Estimations of Winter Wheat Yields in Shandong Province Based on Remote Sensed Vegetation Indices Data and CASA Model
ZHANG Sha1, 2, BAI Yun2*, LIU Qi2, TONG De-ming2, XU Zhen-tian2, ZHAO Na2, WANG Zhao-xue2, WANG Xiao-peng2, LI Yong-sha1, 2, ZHANG Jia-hua3, 4
1. School of Automation, Qingdao University, Qingdao 266071, China
2. Remote Sensing Information and Digital Earth Center, College of Computer Science and Technology, Qingdao University, Qingdao 266071, China
3. College of Earth Planetary Science, University of Chinese Academy of Sciences, Beijing 100049, China
4. Aerospace Information Research Institute, Chinese Academy of Sciences, Beijing 100094, China
Abstract:Accurate estimation of regional winter wheat yields is of great significance for understanding the agricultural production status and ensuring national food security. Light use efficiency (LUE) model is one of the most used models for crop yield estimation, however an important parameter, maximum light use efficiency (ξmax), still remains large uncertainties, and whether the crop ξmax changes along with time is also to be explored. In this paper, Savitzky-Golay (S-G) method is used to filter the time-series moderate resolution imaging spectroradiometer (MODIS) vegetation indices data, and a quadratic difference method and a spectral mutation method are used to extract the winter wheat planted areas during 2000—2015 in Shandong Province. Then a fixed ξmax and a changed ξmax are used to drive the CASA (the Carnegie-Ames-Stanford approach) model for years from 2000 to 2016 respectively. Using harvest index (HI) and winter wheat planted areas, the winter wheat yield during 2000—2016 in Shandong Province are obtained, to explore the effect of ξmax on estimating winter wheat yield. The results show that the filtered time-series vegetation indices data capture the spectral features of winter wheat during the growth stages, and the extracted method used in this paper shows a good universal property. The extracted winter wheat planted areas agree well with the planted areas from statistical yearbooks at the city level, and the determination coefficient (R2) between those reaches 0.71, which indicates the extracted winter wheat planted areas are reliable in this paper. The R2 between statistical yields and yields estimated with a changed ξmax is 0.32, which is higher than that between statistical yields and yields estimated with a fixed ξmax. This indicates that the ξmax of winter wheat is changed along with time, and the varieties replacement of winter wheat may be responsible for this. Both the statistical and estimated yields of winter wheat during 2000—2016 show increasing trends with increasing rates of 93.12 and 149.79 kg·hm-2·a-1, respectively. The winter wheat yields in the western Shandong province are overall higher than those in the eastern study area.

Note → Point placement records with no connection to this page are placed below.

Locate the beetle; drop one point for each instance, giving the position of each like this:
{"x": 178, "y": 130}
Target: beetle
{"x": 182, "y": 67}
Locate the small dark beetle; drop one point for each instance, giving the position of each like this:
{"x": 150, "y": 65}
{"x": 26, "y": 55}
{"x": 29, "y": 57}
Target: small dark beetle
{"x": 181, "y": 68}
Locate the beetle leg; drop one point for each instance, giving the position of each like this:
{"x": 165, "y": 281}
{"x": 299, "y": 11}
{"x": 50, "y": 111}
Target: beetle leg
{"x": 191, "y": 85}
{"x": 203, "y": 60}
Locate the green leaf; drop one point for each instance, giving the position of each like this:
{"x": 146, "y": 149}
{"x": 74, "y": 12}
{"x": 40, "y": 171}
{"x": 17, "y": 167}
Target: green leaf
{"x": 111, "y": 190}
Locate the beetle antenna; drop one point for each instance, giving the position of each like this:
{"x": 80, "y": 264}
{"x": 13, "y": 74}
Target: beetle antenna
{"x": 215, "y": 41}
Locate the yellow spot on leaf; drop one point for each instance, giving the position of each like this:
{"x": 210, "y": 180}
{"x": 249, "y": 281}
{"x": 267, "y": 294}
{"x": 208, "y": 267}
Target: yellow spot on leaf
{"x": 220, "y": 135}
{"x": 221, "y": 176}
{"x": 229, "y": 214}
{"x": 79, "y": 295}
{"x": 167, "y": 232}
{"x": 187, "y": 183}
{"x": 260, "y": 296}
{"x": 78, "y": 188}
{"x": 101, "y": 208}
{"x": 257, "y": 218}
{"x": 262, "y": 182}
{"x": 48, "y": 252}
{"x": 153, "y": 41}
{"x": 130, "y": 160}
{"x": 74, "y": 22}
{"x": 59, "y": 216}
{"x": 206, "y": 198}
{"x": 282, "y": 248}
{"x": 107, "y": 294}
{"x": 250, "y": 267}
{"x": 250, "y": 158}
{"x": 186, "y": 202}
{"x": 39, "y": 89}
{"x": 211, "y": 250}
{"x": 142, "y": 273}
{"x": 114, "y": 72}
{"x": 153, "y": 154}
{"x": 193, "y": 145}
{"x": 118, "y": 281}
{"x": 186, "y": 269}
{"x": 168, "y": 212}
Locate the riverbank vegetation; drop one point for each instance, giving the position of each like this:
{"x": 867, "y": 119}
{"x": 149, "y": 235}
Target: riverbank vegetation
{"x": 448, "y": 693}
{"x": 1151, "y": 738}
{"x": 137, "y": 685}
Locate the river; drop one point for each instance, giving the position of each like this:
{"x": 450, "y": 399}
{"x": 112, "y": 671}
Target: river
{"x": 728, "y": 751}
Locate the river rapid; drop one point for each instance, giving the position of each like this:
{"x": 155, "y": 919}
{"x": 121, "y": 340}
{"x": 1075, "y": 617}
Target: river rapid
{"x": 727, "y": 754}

Key words:Time series remote sensed vegetation indices data; Maximum light use efficiency; Extraction of winter wheat planted areas; Winter wheat yields estimation; Shandong Province
张 莎,白 雲,刘 琦,童德明,徐振田,赵 娜,王兆雪,王霄鹏,李咏沙,张佳华. 遥感植被指数和CASA模型估算山东省冬小麦单产[J]. 光谱学与光谱分析, 2021, 41(01): 257-264.
ZHANG Sha, BAI Yun, LIU Qi, TONG De-ming, XU Zhen-tian, ZHAO Na, WANG Zhao-xue, WANG Xiao-peng, LI Yong-sha, ZHANG Jia-hua. Estimations of Winter Wheat Yields in Shandong Province Based on Remote Sensed Vegetation Indices Data and CASA Model. SPECTROSCOPY AND SPECTRAL ANALYSIS, 2021, 41(01): 257-264.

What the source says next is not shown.